Those of us privileged enough to have a computer and an internet connection, not to mention regular meals and access to education, already live in stunning luxury compared to the rest of the world. I try to remember this and be thankful, but in truth, gratitude is not enough.
It’s funny; I don’t think of myself as a selfish person. Sure, my thoughts revolve around my own joys and fears, my family and friends, my own health, my own wealth, and the plans for my wedding. But I do empathize with others and care about their troubles. I’m aware that I could devote my life to helping people in need and that maybe it would make a difference. That I could sell my belongings and actually save people’s lives with the proceeds. Yes, I do donate, and I intend to donate more when I have more to give. But still sometimes I wonder if I’m as human as I’d like to be. I wonder how I, how any of us, can have the power to save lives and choose instead to watch tv.

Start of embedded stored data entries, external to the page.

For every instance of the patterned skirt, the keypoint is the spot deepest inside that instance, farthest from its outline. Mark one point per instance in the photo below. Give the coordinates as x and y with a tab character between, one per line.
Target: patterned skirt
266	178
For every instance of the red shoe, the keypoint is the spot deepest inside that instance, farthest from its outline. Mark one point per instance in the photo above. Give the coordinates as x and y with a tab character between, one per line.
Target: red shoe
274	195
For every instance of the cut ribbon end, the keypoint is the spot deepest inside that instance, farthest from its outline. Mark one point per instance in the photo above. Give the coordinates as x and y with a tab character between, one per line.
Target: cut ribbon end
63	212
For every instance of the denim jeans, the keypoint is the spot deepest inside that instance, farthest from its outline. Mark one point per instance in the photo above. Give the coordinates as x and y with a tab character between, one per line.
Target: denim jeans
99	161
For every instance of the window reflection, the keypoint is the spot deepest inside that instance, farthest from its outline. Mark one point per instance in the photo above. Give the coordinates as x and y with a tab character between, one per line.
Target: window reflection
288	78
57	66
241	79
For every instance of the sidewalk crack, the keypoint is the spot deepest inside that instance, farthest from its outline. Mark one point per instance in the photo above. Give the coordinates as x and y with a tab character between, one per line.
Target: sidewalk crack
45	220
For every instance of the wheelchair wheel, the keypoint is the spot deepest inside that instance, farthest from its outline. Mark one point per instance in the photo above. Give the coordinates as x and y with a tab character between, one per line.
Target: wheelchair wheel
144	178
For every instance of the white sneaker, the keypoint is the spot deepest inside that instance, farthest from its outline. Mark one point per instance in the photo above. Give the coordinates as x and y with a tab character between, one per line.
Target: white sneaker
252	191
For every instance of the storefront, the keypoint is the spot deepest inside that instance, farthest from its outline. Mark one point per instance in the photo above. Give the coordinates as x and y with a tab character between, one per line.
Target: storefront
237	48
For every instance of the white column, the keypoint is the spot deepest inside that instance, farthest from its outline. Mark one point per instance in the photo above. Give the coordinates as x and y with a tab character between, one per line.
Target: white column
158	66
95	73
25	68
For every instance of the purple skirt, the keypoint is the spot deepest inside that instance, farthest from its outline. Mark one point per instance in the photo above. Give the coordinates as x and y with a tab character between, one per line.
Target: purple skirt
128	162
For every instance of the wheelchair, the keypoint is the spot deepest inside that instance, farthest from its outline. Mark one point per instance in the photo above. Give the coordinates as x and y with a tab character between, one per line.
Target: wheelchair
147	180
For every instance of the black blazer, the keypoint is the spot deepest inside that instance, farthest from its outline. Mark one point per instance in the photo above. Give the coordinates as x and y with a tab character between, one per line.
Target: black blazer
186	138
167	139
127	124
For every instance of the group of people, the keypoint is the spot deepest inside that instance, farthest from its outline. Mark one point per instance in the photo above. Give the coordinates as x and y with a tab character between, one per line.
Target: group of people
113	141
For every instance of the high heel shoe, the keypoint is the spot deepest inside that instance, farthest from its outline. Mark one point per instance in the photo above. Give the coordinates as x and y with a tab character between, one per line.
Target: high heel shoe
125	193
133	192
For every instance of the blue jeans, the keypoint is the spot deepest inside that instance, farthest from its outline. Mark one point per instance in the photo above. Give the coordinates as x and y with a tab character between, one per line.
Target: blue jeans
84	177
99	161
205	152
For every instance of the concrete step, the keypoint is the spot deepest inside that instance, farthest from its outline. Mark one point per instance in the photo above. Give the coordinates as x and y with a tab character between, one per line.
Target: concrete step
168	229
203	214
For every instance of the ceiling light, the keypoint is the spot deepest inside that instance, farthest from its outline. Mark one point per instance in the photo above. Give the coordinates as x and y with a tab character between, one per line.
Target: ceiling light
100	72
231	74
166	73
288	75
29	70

Luckily, some of the young people I know have more dedication and courage than I do and have started philanthropic organizations. Here are two:
Elizabeth Barreras founded and manages the organization Blue Kitabu, along with Alexander Rivest. Blue Kitabu raises funds and organizes projects to provide and improve education in several African nations. Their projects include building schools, training teachers, and distributing seeds to grow lunches for students.
Nina Dudnik founded Seeding Labs while she was in graduate school. The organization collects used laboratory equipment from labs in the U.S. and send them to poorer nations so that scientists elsewhere can do research. I’ve seen personally how much used, replaced equipment lies around in labs, and how most of it winds up in the trash.
So thanks, guys. I hope some of your humanity rubs off on the rest of us.